Increased risks for those with diabetes and asymptomatic left ventricular systolic dysfunction
FRIDAY, July 27, 2018 (HealthDay News) — For patients with asymptomatic left ventricular systolic dysfunction (ALVSD), those with diabetes have increased risk of heart failure development and hospitalization, according to a study published in the June issue of Diabetes Care.
Rasmus Rørth, M.D., from the University of Glasgow in the United Kingdom, and colleagues examined the development of symptomatic heart failure, heart failure hospitalization, and cardiovascular death according to baseline diabetes status in patients from the prevention arm of the Studies of Left Ventricular Dysfunction.
Overall, 15 percent of the 4,223 eligible participants had diabetes at baseline. The researchers found that 24 percent of the 3,567 patients without diabetes at baseline developed heart failure, compared with 33 percent of the 647 patients with diabetes during a median follow-up of 36 months.

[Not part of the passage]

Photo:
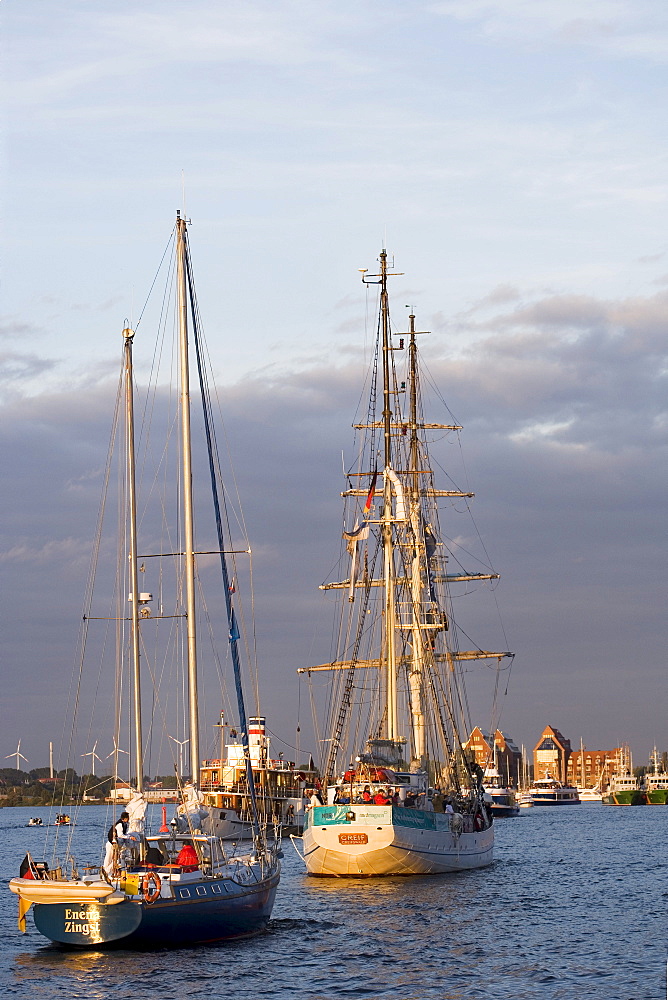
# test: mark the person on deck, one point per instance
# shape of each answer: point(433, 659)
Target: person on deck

Patients with diabetes had an elevated risk for development of heart failure, heart failure hospitalization, and the composite outcome of development of heart failure or cardiovascular death (hazard ratios, 1.53, 2.04, and 1.48, respectively), in unadjusted analyses. Diabetes status did not modify the effect of enalapril on outcomes.
“In patients with ALVSD, diabetes is associated with an increased risk of developing heart failure, heart failure hospitalization and cardiovascular death,” the authors write. “This information might help in the development of strategies to prevent the transition from ALVSD to overt heart failure.”